Remember - knowing how to find out an answer is more important than
memorizing the answer.  Learn to fish!  RTFM!  (Read The Fine Manual)

Midterm test coming Week 5 - see the questions in the Notes files

Interim submission for Lab 3 required on October 2 - see Lab #3.

Review:
 - you know the basic inputs/outputs of the Unix syscalls:
   socket,bind,listen,accept,read/recv,write/send,close
 - you can program a forking TCP/IP echo server that accepts multiple
   clients and reads and writes one line

Q: Give the PDL for a forking "echo" server that creates a new process
   for each new client connection that reads one line and writes one line
   back to the client

Notes to read:
    programming_style.txt
    deep_indentation.txt 
    buffer_overflows.txt
    eof_handling.txt
    header_files.txt
    makefiles.txt
    Optional (but useful): myerror.c.txt  

Reminder for assignments:
  programming_style.txt
   - keep lines less than 80 characters
   - indentation is critical
  header_files.txt
   - know what goes in header files, and what #includes too

Sending EOF from the keyboard - ^D
----------------------------------

The truth about keyboard ^D and end-of-file (EOF)

Typing the character ^D at your keyboard does not actually signal EOF to
a process.  What ^D does is act somewhat like pushing the RETURN key,
in that whatever characters have been typed since the last RETURN
are sent to the receiving process that is reading your keyboard.
The ^D character itself is never sent.

Unlike pushing the RETURN key, using ^D does not send a newline - it
simply flushes the characters.  If there are no characters to flush,
e.g. ^D is typed right after starting your process or right after pushing
RETURN, then the ^D sends zero characters to the process.  When a process
reads zero characters, it interprets that to mean EOF.

If you type a few characters on your keyboard and then type ^D instead
of RETURN, the ^D sends those few characters to the process without a
newline on the end.  (The ^D character itself is never sent.)  If you
then immediately type a second ^D, the second ^D sends zero characters,
and the process interprets that read of zero characters as EOF.  The ^D
means "send now", and if you send zero bytes, that's interpreted as EOF.

Writing to Network sockets
--------------------------

Writes to sockets can be incomplete!  The system may not write all the
 bytes you asked - the write() or send() will return fewer bytes than the
 size you asked to send.  You need to loop to send the remaining bytes.

 - http://beej.us/guide/bgnet/output/html/singlepage/bgnet.html#sendall
   - can "*len" be replaced by "len" in this function?
   - BUG: what value is returned by sendall() if *len <= 0 ?
   - why can't sendall() just return the number of bytes written?
   - if you want to generalize sendall() to write to a file descriptor
     that is not a socket, you must ensure that sendall() uses write()
     and not send().  send() only works for sockets; write() works for
     anything (including sockets, pipes, fifos, files, etc.)

Q: T/F writes to network sockets may only write some of the requested bytes

Q: T/F the sendall() function may write some bytes but still return -1
   indicating an error

Q: why does the sendall() function need both a return value and a
   pass-by-reference number of bytes written?

Q: under what circumstances will sendall() indicate a positive number
   of bytes written but still return -1 indicating failure?

Note: Reading from network sockets can also be incomplete!  How do you
know you have received "everything" sent by a client?  We'll talk about
handling that later.

Coding
------

Checking for internal consistency using the assert() macro:
  http://www.cs.utah.edu/dept/old/texinfo/glibc-manual-0.02/library_28.html

 "When you're writing a program, it's often a good idea to put in checks
  at strategic places for "impossible" errors or violations of basic
  assumptions.
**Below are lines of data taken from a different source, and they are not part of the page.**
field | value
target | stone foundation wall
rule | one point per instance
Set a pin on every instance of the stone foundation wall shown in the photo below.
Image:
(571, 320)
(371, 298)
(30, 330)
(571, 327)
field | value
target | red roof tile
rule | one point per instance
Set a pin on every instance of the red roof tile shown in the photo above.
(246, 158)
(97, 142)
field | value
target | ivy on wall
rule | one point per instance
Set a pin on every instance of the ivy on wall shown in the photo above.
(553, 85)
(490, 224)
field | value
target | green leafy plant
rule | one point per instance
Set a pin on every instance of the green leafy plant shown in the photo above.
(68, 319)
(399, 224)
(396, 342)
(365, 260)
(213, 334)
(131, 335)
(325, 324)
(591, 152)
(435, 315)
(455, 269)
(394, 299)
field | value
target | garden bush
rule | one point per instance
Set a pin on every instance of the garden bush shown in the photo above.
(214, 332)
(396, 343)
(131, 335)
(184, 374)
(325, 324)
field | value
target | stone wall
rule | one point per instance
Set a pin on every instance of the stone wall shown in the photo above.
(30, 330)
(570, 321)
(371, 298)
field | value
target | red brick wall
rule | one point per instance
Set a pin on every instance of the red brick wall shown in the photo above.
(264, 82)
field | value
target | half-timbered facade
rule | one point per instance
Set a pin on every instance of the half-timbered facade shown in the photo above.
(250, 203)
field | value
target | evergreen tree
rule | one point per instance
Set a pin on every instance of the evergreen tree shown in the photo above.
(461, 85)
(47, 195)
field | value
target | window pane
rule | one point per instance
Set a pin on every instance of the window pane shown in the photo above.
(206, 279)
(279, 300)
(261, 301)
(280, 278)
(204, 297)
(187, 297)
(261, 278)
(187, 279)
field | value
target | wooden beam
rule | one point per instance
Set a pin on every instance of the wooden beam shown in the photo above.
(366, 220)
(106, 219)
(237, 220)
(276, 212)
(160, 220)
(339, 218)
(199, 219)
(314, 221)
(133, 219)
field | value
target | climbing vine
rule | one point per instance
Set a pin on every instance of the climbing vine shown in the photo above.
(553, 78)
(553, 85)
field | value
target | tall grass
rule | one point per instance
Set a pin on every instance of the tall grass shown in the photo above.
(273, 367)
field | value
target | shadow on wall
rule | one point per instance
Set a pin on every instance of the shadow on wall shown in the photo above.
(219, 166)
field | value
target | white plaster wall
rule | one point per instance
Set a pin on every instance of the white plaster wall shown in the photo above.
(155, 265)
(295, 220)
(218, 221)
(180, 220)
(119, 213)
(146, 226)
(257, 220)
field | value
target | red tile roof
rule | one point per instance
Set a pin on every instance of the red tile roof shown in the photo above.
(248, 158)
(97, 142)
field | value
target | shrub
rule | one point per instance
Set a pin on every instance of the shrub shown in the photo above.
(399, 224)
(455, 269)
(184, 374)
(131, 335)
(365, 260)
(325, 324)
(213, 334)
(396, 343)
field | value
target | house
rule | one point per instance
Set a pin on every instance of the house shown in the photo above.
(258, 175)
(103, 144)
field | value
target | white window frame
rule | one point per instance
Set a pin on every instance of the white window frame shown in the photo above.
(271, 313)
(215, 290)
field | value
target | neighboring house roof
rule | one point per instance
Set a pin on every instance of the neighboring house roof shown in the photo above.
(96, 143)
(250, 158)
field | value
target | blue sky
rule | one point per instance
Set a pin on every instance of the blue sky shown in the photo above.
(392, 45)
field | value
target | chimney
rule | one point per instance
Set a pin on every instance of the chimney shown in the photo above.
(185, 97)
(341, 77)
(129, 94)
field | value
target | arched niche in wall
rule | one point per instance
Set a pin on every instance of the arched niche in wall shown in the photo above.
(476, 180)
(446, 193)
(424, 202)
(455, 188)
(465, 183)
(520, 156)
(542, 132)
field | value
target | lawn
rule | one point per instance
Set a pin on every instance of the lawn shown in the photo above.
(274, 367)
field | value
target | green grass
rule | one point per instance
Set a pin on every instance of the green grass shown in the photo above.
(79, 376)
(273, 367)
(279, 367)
These checks are helpful in debugging problems due to
  misunderstandings between different parts of the program."
  - mentions the assert() macro that will abort your program, printing
    the file and line number where the abort happened
  - use assert() ("man assert") to find bugs in your program
    - e.g.  assert( numread > 0 );

Q: What purpose does using the assert() macro have in a program?

VARIADIC/VARARGS functions that take multiple arguments (e.g. printf)

    Do you know how to write va_list (variadic, varargs) functions?
    I highly recommend converting myerror() to varargs, and also creating
    a varargs myperror() that prints but does not exit (or modify
    myerror() not to exit and add exit() calls where needed).  The two
    functions can share the same varargs base function vmyperror(fmt,ap)
    that uses a va_alist argument, in the manner of vfprintf().
    You might find such functions useful for printing error messages;
    since, they avoid the need for buffers and snprintf().  Details:

    http://www.gnu.org/software/libc/manual/html_node/Variadic-Functions.html

    See the Notes file: myerror.c.txt

Q: Why use VARIADIC/VARARGS functions for error messages?

Error messages should only show information from the command line
if that information is relevant to the error:

  - errors from bind() and connect() can depend on command line arguments
    - the error messages must include the user's supplied arguments
  - errors from socket() and listen() have nothing to do with the command line
    - the error messages do not need to show command line arguments

Q: T/F accept() syscall errors are related to the command line arguments

Our client and server processes only read and write single lines.
We should fix them to write *all* the lines.

Writing a looping process that reads one fd and writes to another fd:

  - know before you code: what are the terminating conditions for the loop?
  - for clients/servers you need to terminate on these three conditions:
    - when reading the fd: (1) break loop on errors, and (2) break loop on EOF
    - when writing the fd: (3) break loop on errors
  - start coding a loop with "while(1)" - don't worry about putting any
    conditions in the while loop test at the top until you're done the loop.
    Perhaps the loop will be cleaner if each of the terminating conditions
    uses "break" in the body of the loop and you keep "while(1)" at the top?

    /* this loop has three terminating conditions, as given above */
    WHILE 1
       numread = CALL READ to get some data into a fixed-size buffer
       IF read error THEN print error message and break loop  /* (1) */
       IF end-of-file THEN print EOF message and break loop   /* (2) */
       ASSERT( numread > 0 )      /* man 3 assert */
       WRITE from buffer the numread bytes of data that was read
       IF write error THEN print error message and break loop /* (3) */
    END WHILE

    The "WRITE from buffer" should use the sendall() function, to make
    sure all the bytes are written.  Only write the number of bytes
    "numbytes" that were read; don't write the whole buffer!

Q: Write the PDL for any process that wishes to read data from one
   place and write it to another place.
   - what are the three terminating conditions for the loop?

Q: T/F "EOF" is an error condition that should be followed by perror()

Q: How many of the above loops are coded in an echo server (server2.c)?

Q: How many of the above loops are coded in a client (client.c)
   that reads from your keyboard and writes to a server, and reads
   from the server and writes to your screen?

References to Notes files (required reading):
-------------------------

    programming_style.txt
    deep_indentation.txt 
    buffer_overflows.txt
    eof_handling.txt
    header_files.txt
    makefiles.txt
    screendumps.txt
    Optional (but useful): myerror.c.txt

*** End of material covered in first midterm test on October 2 ***